By Monday night, we had come to the realization that Mt. Rainier would have to wait for another time. Since we were leaving on Thursday morning, Tuesday night into Wednesday would have been our only window, and the forecast didn’t look promising. So instead we explored Northwest Oregon, and had an absolutely epic day in doing so.

Winding through Columbia Gorge.

Columbia Gorge lies only a half hour east of Portland but is a world away. Highlighted by tall cliffs overlooking incredible waterfalls, this was some perfect light hiking after the odyssey that was Hood. I especially enjoyed winding my way up the creek with the ginormous boulders on either side. It had the feeling of a secret passage-way, never knowing what you might find next!

We then spent some time in Portland, visiting Voodoo Doughnuts. This was another Man vs. Food stop and they had some of the strangest and most unique doughnuts you’ll ever come across (Cock-N-Balls anyone?). We then made a stop at Deschutes Brewery, a local institution. From there we decided another round of the Oregon Coast was in order and we embarked on a trip to Cannon Beach.

 

I can’t overstate how impressed I was with Cannon Beach. First there’s Haystock Rock – an incredible boulder just on the edge of the shore that immediately captures your attention. We walked the beach, then ducked into convenience store for a refill on beer. I, like many people of my generation are often asked a standard question when buying alcohol – “Do you have id?” After multiple purchases in Cannon, I realized they too have a standard question – “Do you need that opened?” Ah, life on the Oregon Coast.
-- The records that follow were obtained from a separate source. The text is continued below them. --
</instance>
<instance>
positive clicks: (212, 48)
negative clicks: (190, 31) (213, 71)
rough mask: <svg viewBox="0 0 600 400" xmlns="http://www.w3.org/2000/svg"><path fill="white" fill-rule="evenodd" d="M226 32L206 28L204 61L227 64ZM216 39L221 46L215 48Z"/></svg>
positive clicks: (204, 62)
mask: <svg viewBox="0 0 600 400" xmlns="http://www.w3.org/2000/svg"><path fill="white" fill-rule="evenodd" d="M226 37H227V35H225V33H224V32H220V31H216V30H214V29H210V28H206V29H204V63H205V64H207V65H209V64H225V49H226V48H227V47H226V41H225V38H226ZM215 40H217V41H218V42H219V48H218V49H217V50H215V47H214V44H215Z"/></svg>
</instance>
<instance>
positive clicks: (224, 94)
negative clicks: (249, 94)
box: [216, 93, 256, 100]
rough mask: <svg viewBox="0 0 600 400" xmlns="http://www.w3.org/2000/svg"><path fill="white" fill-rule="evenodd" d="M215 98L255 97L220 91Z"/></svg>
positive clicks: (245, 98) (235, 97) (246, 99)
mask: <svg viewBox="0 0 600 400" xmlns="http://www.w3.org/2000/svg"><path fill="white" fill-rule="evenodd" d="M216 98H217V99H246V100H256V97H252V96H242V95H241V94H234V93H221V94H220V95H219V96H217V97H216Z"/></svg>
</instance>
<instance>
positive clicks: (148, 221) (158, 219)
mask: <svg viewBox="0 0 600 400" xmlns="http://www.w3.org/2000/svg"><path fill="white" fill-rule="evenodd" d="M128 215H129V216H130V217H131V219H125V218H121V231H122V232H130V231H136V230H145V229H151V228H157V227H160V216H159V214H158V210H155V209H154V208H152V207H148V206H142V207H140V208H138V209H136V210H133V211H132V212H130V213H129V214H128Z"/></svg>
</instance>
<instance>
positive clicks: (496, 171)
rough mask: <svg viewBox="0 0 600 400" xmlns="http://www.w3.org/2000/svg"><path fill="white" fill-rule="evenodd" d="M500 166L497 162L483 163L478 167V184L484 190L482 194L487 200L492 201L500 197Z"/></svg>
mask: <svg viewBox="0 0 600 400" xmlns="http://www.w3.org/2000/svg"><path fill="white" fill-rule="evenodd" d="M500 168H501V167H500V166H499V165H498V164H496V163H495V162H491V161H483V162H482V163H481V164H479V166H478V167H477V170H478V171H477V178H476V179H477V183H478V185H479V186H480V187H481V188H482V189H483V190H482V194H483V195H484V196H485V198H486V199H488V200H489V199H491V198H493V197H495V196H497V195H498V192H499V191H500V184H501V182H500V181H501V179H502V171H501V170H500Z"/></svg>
Haystack Rock stands tall.

Without having a hotel for the night (and fearing July 3rd prices might not come cheap), Bryan and I devised a master plan. Cannon is known for its beachside campfires, and it was time to use this to our advantage. This was my vision: we walk the beach and a friendly group welcomes us in, seeing we are well equipped with beer. After offering up some PBR, we are immediately accepted by all. We speak of our Northwest travels and briefly mention something about climbing Mount Hood. From here we are pressed for details and begin waxing poetic about all of our adrenaline-induced, death-defying, consequences-be-damned determination that got us to the top. Instantly we are local heroes, our audience hanging on with every word. We then casually mention something about not having a place to stay, and like that, the group is practically tripping over one another to offer up their seaside retreats. Once inside we are pleased to see accommodations include unlimited crab, a butler, and Nintendo 64.

Clearly, none of this happened. Instead we came across a whole bunch of families with young kids. We never stood a chance. The fires were out shortly thereafter and we were resigned to our fate – sleeping in the car yet again. But hey, it builds character.

Day 8

Our final day in the Northwest was a relaxing, laid-back day in Seattle. Hey, we needed it. America’s Birthday made for a lively scene and we were happy to be part of it. We hit up a few tourist spots, one of which was the famous gum wall (My take? Gross…but kind of cool…but still gross). By early evening we settled into the festivities by Lake Union and enjoyed some delicious sea fare. In the end, as we watched fireworks explode over the Pacific Sky, one thing had become abundantly clear: this trip was an absolute blast.